Review of the exhibition "Serafino Macchiati. Moi et l'autre," curated by Francesca Cagianelli and Silvana Frezza Macchiati (Collesalvetti, Pinacoteca Comunale, November 9, 2023 to February 29, 2024).

To get an idea of the way in which Serafino Macchiati understood his relationship with art, one might turn to a letter that, from Paris, the artist from the Marche region sent to Livorno, addressed to Benvenuto Benvenuti, in the aftermath of an exhibition of Italian pointillists held in the French capital. It was Sept. 23, 1907: “I left, I confess, a little discouraged, not because it lacked elements of art but because I had to see once again that everything that is organized here of Italianism must always fatally abate through the fault of imbecile organizers and reckless speculators.” The fault of the artists, according to Macchiati, was their lack of originality and especially their lack of modernity. How to succeed in being a truly modern artist: this was the pain that would torment Macchiati throughout his life. Since he had begun to commit his ideas to an image, he had thought of nothing else. He had tried first with painting, always distressed by the thought of not getting to express fully what he had to say, always afraid of being cut off from the times of his contemporaneity. And he had succeeded then with illustration, a medium that at first he regarded as a sort of fallback, an expedient to be able to make a living, to be able to afford to go on with his own research, because the prejudice of the primacy of painting clouded his evaluations for a long time, and this anxiety about modernity ended up tearing at his soul. And it would certainly have ended differently if he had not reconsidered, at some point in his career, the role of illustration. It was among the pages of books that Macchiati found his reason to express himself.
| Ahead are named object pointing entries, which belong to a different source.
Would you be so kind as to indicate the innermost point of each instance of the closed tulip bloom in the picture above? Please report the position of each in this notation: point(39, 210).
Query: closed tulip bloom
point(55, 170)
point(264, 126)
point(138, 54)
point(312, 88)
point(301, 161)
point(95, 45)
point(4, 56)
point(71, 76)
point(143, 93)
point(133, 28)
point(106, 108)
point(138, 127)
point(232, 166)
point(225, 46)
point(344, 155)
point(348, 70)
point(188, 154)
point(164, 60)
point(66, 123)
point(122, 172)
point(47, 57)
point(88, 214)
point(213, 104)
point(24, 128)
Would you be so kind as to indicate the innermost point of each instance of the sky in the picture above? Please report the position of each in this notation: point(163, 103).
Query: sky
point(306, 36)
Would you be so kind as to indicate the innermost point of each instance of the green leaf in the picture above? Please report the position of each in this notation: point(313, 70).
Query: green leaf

This is the story told in the exhibition Serafino Macchiati. Moi et l’autre, curated by Francesca Cagianelli and Silvana Frezza Macchiati, which the Pinacoteca Comunale di Collesalvetti is hosting in its new home at Villa Carmignani, at the gates of the village, until Feb. 29. The exhibition is the result of careful and profitable research among the papers of the epistolary preserved in the Grubicy Fund of the Mart in Rovereto, much of which has yet to be studied, and which has made it possible to reconstruct the personality of Serafino Macchiati in a complete way, and as never before: what emerges is the figure of an artist who was perfectly aware of his role and place in the cultural context of the time, an educated, up-to-date artist, a connoisseur of the art and literature of his time, yet tormented and oppressed by the idea of not being sufficiently modern. “That I like in me there is only the art that I yearn to make, the painting that I always try to create, and that always eludes me, perhaps because it is too arduous an undertaking to my artistic faculties”: so Macchiati wrote to Grubicy in 1866, when he was just 25. What he liked, perhaps even he did not know. An almost irremediable bewilderment, the perception of an alleged ineptitude and the consequent disappointments, a continuous frustration that, however, became for Macchiati a vital nourishment, an unlimited fuel. Even in his years of success he will go so far as to say that he does not even know if what he does is “worth seeing,” but he is not the type to give up easily, and no matter how edgy his character may be, he hardly lets his moods get the better of him, that they end up clouding his lucidity. Macchiati spent his entire life amid the waves of an industrious melancholy that would lead him to experiment with unceasing fervor, with ardent constancy, each time elaborating new suggestions: the exhibition, with an enthralling itinerary that, with continuous changes of register, almost reflects the artist’s character, gives a way of appreciating his Impressionist gasps, his approach to Grubicy and to a singular interpretation of pointillism, his passion for spiritualism and the esoteric, and last but not least a Symbolist impulse that is perhaps the one most commonly associated with him.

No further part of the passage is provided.